Guerra na Ucrânia – Colocar tropas ocidentais no terreno na Ucrânia não está “descartada”, diz Macron

O presidente francês, Emmanuel Macron, disse na segunda-feira que o envio de tropas ocidentais para o terreno na Ucrânia não está “descartado” no futuro, depois de a questão ter sido debatida numa reunião de líderes europeus, à medida que a invasão em grande escala da Rússia entra no terceiro ano.

O líder francês disse na reunião de 20 chefes de estado europeus e outras autoridades ocidentais em Paris que “faremos tudo o que for necessário para que a Rússia não possa vencer a guerra”.

“Não há consenso hoje para enviar, de forma oficial e endossada, tropas ao terreno. Mas em termos de dinâmica, nada pode ser descartado”, disse Macron em conferência de imprensa.

A reunião incluiu o chanceler alemão Olaf Scholz e o presidente polaco Andrzej Duda, bem como líderes das nações bálticas.

Taoiseach Leo Varadkar também esteve em Paris para a reunião.

Macron recusou-se a fornecer detalhes sobre quais nações estão a considerar enviar tropas, dizendo que prefere manter alguma “ambiguidade estratégica”.

Anteriormente, apelou aos líderes europeus para que garantissem a “segurança colectiva” do continente, fornecendo apoio inabalável à Ucrânia face às ofensivas russas mais duras no campo de batalha nos últimos meses.

“Particularmente nos últimos meses, vimos a Rússia ficar mais dura”, disse Macron. “Também sabemos que a Rússia está a preparar novos ataques, especialmente para chocar a opinião pública ucraniana.”

Ele citou a necessidade de solidificar a segurança para evitar quaisquer ataques russos a outros países no futuro.

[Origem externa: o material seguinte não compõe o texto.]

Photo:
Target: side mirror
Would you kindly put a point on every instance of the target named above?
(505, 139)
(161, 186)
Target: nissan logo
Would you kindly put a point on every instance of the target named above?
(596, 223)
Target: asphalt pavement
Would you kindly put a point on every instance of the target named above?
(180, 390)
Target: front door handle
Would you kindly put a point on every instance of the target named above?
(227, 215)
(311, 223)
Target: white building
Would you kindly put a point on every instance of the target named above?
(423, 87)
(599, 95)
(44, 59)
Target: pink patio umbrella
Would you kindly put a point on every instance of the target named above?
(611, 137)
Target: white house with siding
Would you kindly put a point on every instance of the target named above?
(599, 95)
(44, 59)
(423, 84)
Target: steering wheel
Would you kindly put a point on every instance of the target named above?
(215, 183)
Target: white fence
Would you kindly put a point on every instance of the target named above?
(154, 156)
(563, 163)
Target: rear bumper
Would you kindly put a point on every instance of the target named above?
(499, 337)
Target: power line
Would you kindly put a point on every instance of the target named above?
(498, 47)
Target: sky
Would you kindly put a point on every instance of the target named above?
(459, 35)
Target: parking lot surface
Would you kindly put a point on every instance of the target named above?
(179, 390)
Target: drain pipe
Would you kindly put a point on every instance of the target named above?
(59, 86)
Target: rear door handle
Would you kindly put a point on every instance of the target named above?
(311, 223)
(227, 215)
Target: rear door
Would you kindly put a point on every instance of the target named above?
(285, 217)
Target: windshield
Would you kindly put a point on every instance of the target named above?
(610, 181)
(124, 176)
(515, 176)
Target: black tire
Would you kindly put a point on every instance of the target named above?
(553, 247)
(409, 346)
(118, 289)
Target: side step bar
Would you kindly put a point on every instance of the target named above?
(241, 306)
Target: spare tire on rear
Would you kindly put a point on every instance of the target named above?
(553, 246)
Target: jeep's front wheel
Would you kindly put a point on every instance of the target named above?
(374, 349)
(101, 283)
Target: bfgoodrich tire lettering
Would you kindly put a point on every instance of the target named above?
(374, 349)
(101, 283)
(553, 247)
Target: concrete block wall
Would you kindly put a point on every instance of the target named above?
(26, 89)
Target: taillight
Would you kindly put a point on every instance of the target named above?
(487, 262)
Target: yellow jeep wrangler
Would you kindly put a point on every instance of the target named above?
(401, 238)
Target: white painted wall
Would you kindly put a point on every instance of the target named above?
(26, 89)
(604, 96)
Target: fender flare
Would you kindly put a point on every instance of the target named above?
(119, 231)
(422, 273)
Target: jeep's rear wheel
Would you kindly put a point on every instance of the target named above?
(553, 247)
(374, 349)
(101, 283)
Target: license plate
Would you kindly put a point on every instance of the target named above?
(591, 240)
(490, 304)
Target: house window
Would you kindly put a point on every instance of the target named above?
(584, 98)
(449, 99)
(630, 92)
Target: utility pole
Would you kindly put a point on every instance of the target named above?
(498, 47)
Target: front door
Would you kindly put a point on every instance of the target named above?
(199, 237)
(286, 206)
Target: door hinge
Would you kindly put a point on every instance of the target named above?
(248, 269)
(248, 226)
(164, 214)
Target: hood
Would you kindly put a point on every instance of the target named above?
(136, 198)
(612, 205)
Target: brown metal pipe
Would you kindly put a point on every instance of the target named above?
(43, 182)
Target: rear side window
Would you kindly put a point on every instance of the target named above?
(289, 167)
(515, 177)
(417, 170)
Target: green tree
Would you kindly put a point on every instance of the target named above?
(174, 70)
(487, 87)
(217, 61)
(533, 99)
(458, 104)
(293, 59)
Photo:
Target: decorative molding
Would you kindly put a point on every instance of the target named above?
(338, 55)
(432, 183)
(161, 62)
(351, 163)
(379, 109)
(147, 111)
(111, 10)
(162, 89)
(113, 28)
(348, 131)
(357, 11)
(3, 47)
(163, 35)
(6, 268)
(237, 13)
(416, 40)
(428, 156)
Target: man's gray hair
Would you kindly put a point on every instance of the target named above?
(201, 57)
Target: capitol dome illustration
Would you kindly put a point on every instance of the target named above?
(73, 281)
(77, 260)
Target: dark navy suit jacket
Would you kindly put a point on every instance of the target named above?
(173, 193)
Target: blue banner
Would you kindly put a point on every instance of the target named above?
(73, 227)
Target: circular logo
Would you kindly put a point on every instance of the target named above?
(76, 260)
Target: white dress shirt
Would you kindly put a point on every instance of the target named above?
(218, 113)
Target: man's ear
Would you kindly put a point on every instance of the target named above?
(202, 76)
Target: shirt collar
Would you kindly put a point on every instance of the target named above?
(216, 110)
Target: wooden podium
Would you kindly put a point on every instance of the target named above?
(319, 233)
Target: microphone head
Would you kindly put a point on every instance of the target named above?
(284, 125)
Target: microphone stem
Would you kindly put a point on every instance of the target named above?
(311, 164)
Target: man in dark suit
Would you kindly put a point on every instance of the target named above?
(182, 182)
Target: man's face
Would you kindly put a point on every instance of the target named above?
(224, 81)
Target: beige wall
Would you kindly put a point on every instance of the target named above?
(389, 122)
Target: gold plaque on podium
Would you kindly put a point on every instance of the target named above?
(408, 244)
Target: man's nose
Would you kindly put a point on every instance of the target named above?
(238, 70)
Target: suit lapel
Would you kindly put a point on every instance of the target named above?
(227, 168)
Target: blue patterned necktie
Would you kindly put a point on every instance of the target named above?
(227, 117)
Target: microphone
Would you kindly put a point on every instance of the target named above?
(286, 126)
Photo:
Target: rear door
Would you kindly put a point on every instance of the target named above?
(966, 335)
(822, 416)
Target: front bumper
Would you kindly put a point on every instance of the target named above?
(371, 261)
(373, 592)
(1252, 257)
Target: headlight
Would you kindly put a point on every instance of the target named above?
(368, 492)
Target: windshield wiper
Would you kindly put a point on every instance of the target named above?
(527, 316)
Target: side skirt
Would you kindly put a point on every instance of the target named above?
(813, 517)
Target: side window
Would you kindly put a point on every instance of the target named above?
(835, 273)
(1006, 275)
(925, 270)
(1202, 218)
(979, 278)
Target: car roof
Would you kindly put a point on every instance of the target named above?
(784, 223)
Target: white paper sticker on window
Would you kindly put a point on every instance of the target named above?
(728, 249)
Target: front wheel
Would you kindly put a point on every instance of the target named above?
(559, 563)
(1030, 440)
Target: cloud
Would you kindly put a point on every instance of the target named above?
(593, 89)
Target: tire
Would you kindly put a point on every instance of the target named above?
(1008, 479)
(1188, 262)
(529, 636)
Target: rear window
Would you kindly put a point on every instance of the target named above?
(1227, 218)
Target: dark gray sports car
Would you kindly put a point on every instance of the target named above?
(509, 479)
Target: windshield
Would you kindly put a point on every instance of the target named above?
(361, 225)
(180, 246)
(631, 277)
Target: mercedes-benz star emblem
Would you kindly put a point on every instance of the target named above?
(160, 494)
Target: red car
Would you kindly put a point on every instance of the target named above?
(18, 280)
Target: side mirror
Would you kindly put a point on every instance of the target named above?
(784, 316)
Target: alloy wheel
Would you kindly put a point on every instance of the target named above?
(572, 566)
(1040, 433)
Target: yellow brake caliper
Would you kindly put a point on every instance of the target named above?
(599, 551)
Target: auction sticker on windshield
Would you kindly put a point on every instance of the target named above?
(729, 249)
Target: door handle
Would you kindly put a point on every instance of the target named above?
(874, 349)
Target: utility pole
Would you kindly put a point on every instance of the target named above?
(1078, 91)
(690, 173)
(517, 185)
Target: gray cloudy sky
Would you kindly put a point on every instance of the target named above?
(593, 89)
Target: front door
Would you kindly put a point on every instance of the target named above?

A Estónia, a Lituânia e a Letónia, bem como a Polónia, muito maior, foram consideradas entre os possíveis alvos do futuro expansionismo russo. Todos os quatro países são firmes apoiantes da Ucrânia.

O ministro dos Negócios Estrangeiros da Estónia disse no início deste mês que a NATO tem cerca de três ou quatro anos para fortalecer as suas defesas.

Num discurso em vídeo, o presidente da Ucrânia, Volodymyr Zelenskiy, apelou aos líderes em Paris para “garantirem que Putin não possa destruir as nossas conquistas e não possa expandir a sua agressão a outras nações”.

A conferência de Paris ocorre depois de a França, a Alemanha e o Reino Unido terem assinado recentemente acordos bilaterais de 10 anos com a Ucrânia para enviar um forte sinal de apoio a longo prazo, enquanto Kiev trabalha para reforçar o apoio ocidental.